Wulcan Judit M, Jacques Kevin L, Lee Mary Ann, Kovacs Samantha L, Dausend Nicole, Prince Lauren E, Wulcan Jonatan, Marsilio Sina, Keller Stefan M
Department of Pathology, Microbiology and Immunology, School of Veterinary Medicine, University of California, Davis, Davis, CA, United States.

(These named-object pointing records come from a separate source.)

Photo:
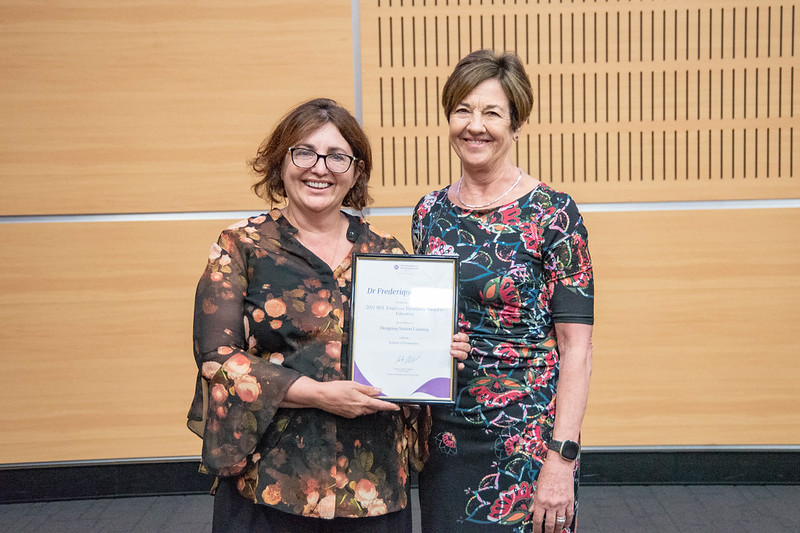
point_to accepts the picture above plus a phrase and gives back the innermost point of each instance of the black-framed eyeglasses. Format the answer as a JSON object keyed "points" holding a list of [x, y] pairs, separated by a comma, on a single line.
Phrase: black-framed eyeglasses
{"points": [[336, 163]]}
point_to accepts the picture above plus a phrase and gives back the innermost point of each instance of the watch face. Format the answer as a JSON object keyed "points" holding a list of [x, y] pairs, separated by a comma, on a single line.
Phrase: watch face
{"points": [[570, 450]]}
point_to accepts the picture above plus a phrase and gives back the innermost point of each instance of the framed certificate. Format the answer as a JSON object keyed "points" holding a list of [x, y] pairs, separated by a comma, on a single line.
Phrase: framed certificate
{"points": [[403, 316]]}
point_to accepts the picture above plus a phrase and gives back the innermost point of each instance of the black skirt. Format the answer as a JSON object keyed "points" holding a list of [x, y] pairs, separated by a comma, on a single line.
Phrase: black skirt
{"points": [[235, 514]]}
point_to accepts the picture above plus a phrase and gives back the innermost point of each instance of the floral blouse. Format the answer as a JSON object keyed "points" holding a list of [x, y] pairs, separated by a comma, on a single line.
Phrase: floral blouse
{"points": [[268, 311]]}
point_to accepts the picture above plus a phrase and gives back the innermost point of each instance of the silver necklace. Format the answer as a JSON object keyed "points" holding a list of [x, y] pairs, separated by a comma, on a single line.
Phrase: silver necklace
{"points": [[458, 193]]}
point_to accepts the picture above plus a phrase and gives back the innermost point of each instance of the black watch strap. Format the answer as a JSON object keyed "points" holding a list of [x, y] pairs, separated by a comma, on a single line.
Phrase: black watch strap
{"points": [[568, 449]]}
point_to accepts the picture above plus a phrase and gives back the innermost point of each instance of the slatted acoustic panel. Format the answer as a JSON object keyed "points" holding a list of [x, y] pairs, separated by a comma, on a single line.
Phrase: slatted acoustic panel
{"points": [[634, 100]]}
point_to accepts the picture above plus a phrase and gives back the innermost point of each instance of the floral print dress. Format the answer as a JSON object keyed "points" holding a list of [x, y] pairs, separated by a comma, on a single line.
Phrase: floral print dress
{"points": [[268, 311], [524, 266]]}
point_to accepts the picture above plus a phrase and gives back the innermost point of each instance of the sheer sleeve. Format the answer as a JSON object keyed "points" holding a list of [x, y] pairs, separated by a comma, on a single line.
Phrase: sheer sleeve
{"points": [[243, 390]]}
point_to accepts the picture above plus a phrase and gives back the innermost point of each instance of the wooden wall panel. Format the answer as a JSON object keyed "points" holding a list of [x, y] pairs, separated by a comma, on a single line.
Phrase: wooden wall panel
{"points": [[694, 335], [634, 101], [96, 338], [155, 106], [693, 343]]}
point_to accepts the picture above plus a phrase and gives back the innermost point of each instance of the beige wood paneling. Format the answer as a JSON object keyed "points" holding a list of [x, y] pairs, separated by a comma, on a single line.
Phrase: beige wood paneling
{"points": [[155, 106], [96, 338], [634, 101], [694, 334], [694, 341], [694, 338]]}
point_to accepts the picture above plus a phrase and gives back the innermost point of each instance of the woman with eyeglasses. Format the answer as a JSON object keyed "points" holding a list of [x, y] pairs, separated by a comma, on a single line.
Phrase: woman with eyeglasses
{"points": [[295, 446]]}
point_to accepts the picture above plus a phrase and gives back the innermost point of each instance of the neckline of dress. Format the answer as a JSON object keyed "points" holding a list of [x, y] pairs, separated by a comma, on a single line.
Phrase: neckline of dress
{"points": [[470, 210]]}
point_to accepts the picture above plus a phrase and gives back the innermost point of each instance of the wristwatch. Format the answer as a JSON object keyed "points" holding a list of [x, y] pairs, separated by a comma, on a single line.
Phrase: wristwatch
{"points": [[567, 449]]}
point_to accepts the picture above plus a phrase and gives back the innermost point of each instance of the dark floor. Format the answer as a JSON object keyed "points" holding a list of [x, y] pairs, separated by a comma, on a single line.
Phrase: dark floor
{"points": [[618, 509]]}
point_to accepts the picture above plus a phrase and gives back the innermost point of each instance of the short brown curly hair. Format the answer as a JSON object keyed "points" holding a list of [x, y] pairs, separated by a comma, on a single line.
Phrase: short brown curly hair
{"points": [[298, 124]]}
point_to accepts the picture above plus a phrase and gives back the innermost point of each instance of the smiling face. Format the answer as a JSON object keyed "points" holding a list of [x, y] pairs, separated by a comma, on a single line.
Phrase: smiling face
{"points": [[480, 128], [317, 190]]}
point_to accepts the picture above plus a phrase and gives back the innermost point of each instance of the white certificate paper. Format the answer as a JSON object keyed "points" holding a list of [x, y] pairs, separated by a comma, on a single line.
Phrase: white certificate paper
{"points": [[403, 316]]}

College of Veterinary Medicine and Biomedical Sciences, James L. Voss Veterinary Teaching Hospital, Colorado State University, Fort Collins, CO, United States.
Front Vet Sci. 2025 Jan 16;11:1490030. doi: 10.3389/fvets.2024.1490030. eCollection 2024.
Large language models (LLMs) can extract information from veterinary electronic health records (EHRs), but performance differences between models, the effect of hyperparameter settings, and the influence of text ambiguity have not been previously evaluated. This study addresses these gaps by comparing the performance of GPT-4 omni (GPT-4o) and GPT-3.5 Turbo under different conditions and by investigating the relationship between human interobserver agreement and LLM errors. The LLMs and five humans were tasked with identifying six clinical signs associated with feline chronic enteropathy in 250 EHRs from a veterinary referral hospital. When compared to the majority opinion of human respondents, GPT-4o demonstrated 96.9% sensitivity [interquartile range (IQR) 92.9-99.3%], 97.6% specificity (IQR 96.5-98.5%), 80.7% positive predictive value (IQR 70.8-84.6%), 99.5% negative predictive value (IQR 99.0-99.9%), 84.4% F1 score (IQR 77.3-90.4%), and 96.3% balanced accuracy (IQR 95.0-97.9%). The performance of GPT-4o was significantly better than that of its predecessor, GPT-3.5 Turbo, particularly with respect to sensitivity where GPT-3.5 Turbo only achieved 81.7% (IQR 78.9-84.8%). GPT-4o demonstrated greater reproducibility than human pairs, with an average Cohen's kappa of 0.98 (IQR 0.98-0.99) compared to 0.80 (IQR 0.78-0.81) with humans. Most GPT-4o errors occurred in instances where humans disagreed [35/43 errors (81.4%)], suggesting that these errors were more likely caused by ambiguity of the EHR than explicit model faults. Using GPT-4o to automate information extraction from veterinary EHRs is a viable alternative to manual extraction, but requires validation for the intended setting to ensure accuracy and reliability.
大语言模型(LLMs)可以从兽医电子健康记录(EHRs)中提取信息,但此前尚未评估不同模型之间的性能差异、超参数设置的影响以及文本模糊性的影响。本研究通过比较GPT-4 omni(GPT-4o)和GPT-3.5 Turbo在不同条件下的性能,并研究人类观察者间一致性与大语言模型错误之间的关系,填补了这些空白。大语言模型和五名人类被要求从一家兽医转诊医院的250份电子健康记录中识别与猫慢性肠病相关的六种临床症状。与人类受访者的多数意见相比,GPT-4o的灵敏度为96.9%[四分位间距(IQR)92.9 - 99.3%],特异度为97.6%(IQR 96.5 - 98.5%),阳性预测值为80.7%(IQR 70.8 - 84.6%),阴性预测值为99.5%(IQR 99.0 - 99.9%),F1分数为84.4%(IQR 77.3 - 90.4%),平衡准确度为96.3%(IQR 95.0 - 97.9%)。GPT-4o的性能明显优于其前身GPT-3.5 Turbo,特别是在灵敏度方面,GPT-3.5 Turbo仅达到81.7%(IQR 78.9 - 84.8%)。GPT-4o表现出比人类配对更高的可重复性,平均科恩kappa系数为0.98(IQR 0.98 - 0.99),而人类为0.80(IQR 0.78 - 0.81)。大多数GPT-4o错误发生在人类意见不一致的情况下[43个错误中有35个(81.4%)],这表明这些错误更可能是由电子健康记录的模糊性而非模型的明确故障引起的。使用GPT-4o自动从兽医电子健康记录中提取信息是手动提取的可行替代方案,但需要针对预期设置进行验证,以确保准确性和可靠性。